First-ever Commercial Science Satellites to be Launched in The World in 2025

First-ever Commercial Science Satellites to be Launched in The World in 2025

After obtaining an additional £2 million, a British business hopes to deploy science satellites into space in 2025.

For the stargazers, Blue Skies Space has created a special business plan. According to the business, these will be the first-ever science satellites that use a subscription model to give academics access to data directly.

The method provides a fresh path to unlocking the mysteries of the cosmos. For access to space data, academics now rely on governmental organizations like NASA and ESA. Sadly, there is a gap between supply and demand.

For example, 1,600 requests for viewing time were received by the James Webb Telescope. Out of them, only 249 were chosen. That is equivalent to a nearly seven-to-one oversubscription.

The goal of Blue Skies Space is to close the access gap. The startup would let users access the data on an hourly basis or by offering an annual subscription.

“Our vision is not only to deliver great science, but to deliver it to any scientist around the world,” Dr Marcell Tessenyi, CEO and co-founder of Blue Skies Space, told TNW.

The Initial Satellites

Mauve is the name of the program’s initial satellite. Mauve is scheduled to debut in early 2025 and is designed to assess the activity of neighboring stars. Through analysis of the satellite’s data, researchers may discover proof that exoplanets support life.

Blue Skies Space plans to launch a whole fleet of satellites after launching Mauve into space.

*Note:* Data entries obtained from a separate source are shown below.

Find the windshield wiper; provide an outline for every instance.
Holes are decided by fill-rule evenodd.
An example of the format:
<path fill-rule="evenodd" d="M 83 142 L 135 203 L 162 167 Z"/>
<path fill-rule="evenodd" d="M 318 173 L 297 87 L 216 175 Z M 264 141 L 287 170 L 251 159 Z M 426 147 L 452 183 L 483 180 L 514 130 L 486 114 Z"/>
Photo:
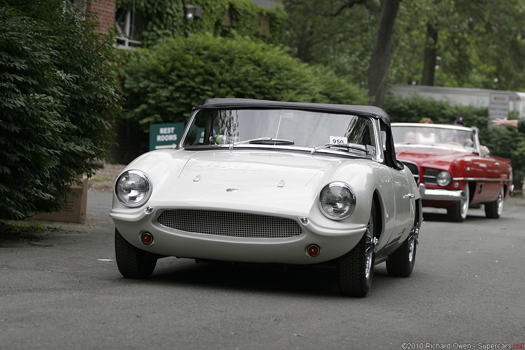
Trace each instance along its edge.
<path fill-rule="evenodd" d="M 282 144 L 290 144 L 293 145 L 295 143 L 295 142 L 290 141 L 289 140 L 282 140 L 281 139 L 272 139 L 271 137 L 258 137 L 257 139 L 252 139 L 251 140 L 245 140 L 244 141 L 239 141 L 238 142 L 234 142 L 233 143 L 230 144 L 229 149 L 231 151 L 233 149 L 235 146 L 237 145 L 240 145 L 243 143 L 280 143 Z"/>
<path fill-rule="evenodd" d="M 352 145 L 351 144 L 347 143 L 326 143 L 324 146 L 320 146 L 319 147 L 316 147 L 316 148 L 312 150 L 311 152 L 310 152 L 310 154 L 313 154 L 316 152 L 320 150 L 322 150 L 323 149 L 327 149 L 329 147 L 332 147 L 333 146 L 339 146 L 339 147 L 345 147 L 346 148 L 346 151 L 350 151 L 350 150 L 355 150 L 356 151 L 360 151 L 361 152 L 364 152 L 366 154 L 371 154 L 372 153 L 366 149 L 362 149 L 361 147 L 358 147 L 358 146 Z"/>

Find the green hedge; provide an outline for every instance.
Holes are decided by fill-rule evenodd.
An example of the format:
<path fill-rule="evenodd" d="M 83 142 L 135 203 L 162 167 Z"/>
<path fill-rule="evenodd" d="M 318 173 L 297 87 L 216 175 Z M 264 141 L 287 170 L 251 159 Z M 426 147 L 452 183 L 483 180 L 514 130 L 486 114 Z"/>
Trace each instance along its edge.
<path fill-rule="evenodd" d="M 362 104 L 366 92 L 331 71 L 250 39 L 199 34 L 165 38 L 123 54 L 128 113 L 144 133 L 150 124 L 186 121 L 194 105 L 213 98 Z M 141 140 L 147 149 L 147 135 Z"/>
<path fill-rule="evenodd" d="M 121 110 L 114 49 L 61 0 L 0 2 L 0 220 L 67 206 L 108 157 Z M 77 10 L 78 11 L 78 10 Z"/>
<path fill-rule="evenodd" d="M 525 172 L 525 134 L 515 130 L 489 128 L 486 107 L 460 105 L 415 95 L 406 99 L 390 96 L 384 108 L 393 123 L 418 123 L 427 117 L 436 124 L 454 124 L 457 116 L 464 116 L 467 126 L 479 129 L 480 142 L 489 147 L 491 155 L 511 160 L 514 185 L 521 186 Z"/>

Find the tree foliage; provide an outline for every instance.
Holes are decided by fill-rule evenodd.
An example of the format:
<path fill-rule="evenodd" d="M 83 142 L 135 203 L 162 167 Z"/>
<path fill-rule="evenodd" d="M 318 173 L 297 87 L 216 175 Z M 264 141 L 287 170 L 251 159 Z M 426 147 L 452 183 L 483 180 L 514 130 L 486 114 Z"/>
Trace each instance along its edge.
<path fill-rule="evenodd" d="M 367 86 L 378 68 L 370 62 L 381 22 L 370 4 L 379 2 L 284 0 L 287 44 L 304 61 Z M 358 3 L 364 6 L 335 10 Z M 388 83 L 525 91 L 524 10 L 523 0 L 404 0 L 392 29 Z"/>
<path fill-rule="evenodd" d="M 85 16 L 59 0 L 0 2 L 0 220 L 65 207 L 77 174 L 95 171 L 86 160 L 109 157 L 113 49 Z"/>
<path fill-rule="evenodd" d="M 430 118 L 436 124 L 453 124 L 459 115 L 465 117 L 467 126 L 476 126 L 479 129 L 479 141 L 490 150 L 491 155 L 511 160 L 514 184 L 525 172 L 525 135 L 517 131 L 505 128 L 489 128 L 488 110 L 486 107 L 475 107 L 450 104 L 445 101 L 414 95 L 403 99 L 390 96 L 385 103 L 393 123 L 418 123 L 422 116 Z M 513 147 L 509 147 L 513 145 Z"/>
<path fill-rule="evenodd" d="M 280 47 L 209 34 L 167 38 L 128 52 L 123 83 L 127 118 L 150 124 L 186 121 L 212 98 L 364 103 L 365 93 L 329 69 L 301 62 Z M 145 147 L 144 147 L 145 148 Z"/>
<path fill-rule="evenodd" d="M 202 16 L 188 20 L 184 13 L 187 3 L 183 0 L 119 0 L 117 7 L 130 9 L 134 6 L 140 14 L 136 31 L 143 47 L 167 37 L 204 32 L 256 37 L 272 44 L 282 40 L 287 15 L 280 7 L 262 8 L 250 0 L 194 0 L 193 5 L 202 7 Z"/>

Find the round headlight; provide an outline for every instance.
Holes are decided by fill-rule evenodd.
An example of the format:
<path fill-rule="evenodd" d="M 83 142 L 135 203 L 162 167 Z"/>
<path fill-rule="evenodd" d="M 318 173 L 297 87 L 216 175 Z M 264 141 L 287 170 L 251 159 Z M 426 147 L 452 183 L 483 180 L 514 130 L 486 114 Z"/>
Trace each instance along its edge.
<path fill-rule="evenodd" d="M 348 217 L 355 207 L 355 196 L 349 187 L 340 182 L 325 186 L 319 194 L 319 207 L 323 214 L 333 220 Z"/>
<path fill-rule="evenodd" d="M 115 194 L 119 200 L 130 207 L 143 204 L 150 197 L 151 184 L 148 176 L 138 170 L 123 173 L 115 184 Z"/>
<path fill-rule="evenodd" d="M 442 187 L 446 187 L 452 182 L 452 175 L 448 172 L 439 172 L 436 177 L 437 184 Z"/>

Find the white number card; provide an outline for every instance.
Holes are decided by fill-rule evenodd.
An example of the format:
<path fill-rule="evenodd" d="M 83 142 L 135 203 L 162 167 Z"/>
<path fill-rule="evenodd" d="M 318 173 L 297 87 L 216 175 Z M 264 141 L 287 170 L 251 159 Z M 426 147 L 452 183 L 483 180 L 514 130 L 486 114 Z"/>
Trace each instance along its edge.
<path fill-rule="evenodd" d="M 346 145 L 348 143 L 348 137 L 343 137 L 340 136 L 331 136 L 330 137 L 330 143 Z"/>

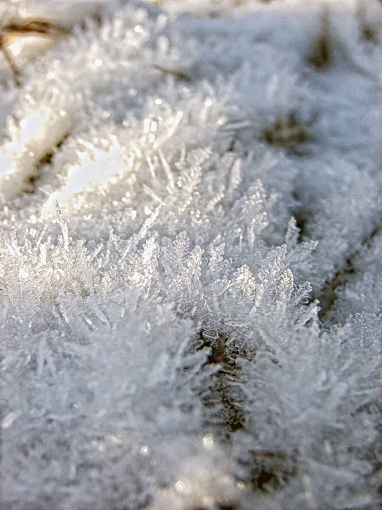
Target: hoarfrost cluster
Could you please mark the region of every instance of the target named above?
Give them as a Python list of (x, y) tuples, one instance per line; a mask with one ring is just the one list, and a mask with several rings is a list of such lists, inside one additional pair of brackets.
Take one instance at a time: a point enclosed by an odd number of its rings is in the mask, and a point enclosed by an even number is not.
[(2, 508), (380, 508), (380, 3), (0, 13)]

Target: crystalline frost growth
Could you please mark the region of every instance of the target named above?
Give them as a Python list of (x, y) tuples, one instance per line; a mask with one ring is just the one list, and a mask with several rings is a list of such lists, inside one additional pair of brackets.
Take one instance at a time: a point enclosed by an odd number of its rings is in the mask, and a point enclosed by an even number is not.
[(380, 5), (158, 3), (0, 4), (2, 508), (379, 508)]

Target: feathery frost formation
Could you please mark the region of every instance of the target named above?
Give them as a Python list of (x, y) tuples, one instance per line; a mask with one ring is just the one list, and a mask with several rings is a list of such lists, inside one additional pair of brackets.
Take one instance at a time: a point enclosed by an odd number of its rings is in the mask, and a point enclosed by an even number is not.
[(2, 508), (380, 508), (380, 3), (0, 14)]

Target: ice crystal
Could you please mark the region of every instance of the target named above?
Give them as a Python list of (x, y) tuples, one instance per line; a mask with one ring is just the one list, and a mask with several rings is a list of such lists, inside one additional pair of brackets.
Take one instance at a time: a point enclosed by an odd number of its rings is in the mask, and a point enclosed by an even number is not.
[(379, 508), (380, 3), (0, 14), (2, 508)]

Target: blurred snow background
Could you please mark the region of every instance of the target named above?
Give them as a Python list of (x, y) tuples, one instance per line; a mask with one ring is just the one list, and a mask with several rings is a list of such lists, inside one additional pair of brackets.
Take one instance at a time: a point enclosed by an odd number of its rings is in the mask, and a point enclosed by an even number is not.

The plans are becoming closer to reality with the increased funding. Contributions came from SFC Capital, a UK see-stage investor, and SPARX Space Frontier Fund, a Japanese organization. The funds will be used by Blue Skies Space to expedite the launch schedule.

Twinkle, which will provide visible and infrared spectroscopy to analyze the composition of celestial bodies, is the next scheduled event.

“With a fleet of dedicated satellites designed and implemented in short timeframes, our company model is to rapidly respond to the needs of the research community,” Tessenyi stated.

Eleven different countries’ universities and institutions have already expressed interest in this idea. These include the National Astronomical Observatory of Japan, the French Alternative Energies and Atomic Energy Commission (France), Cardiff University (UK), and Vanderbilt University (USA).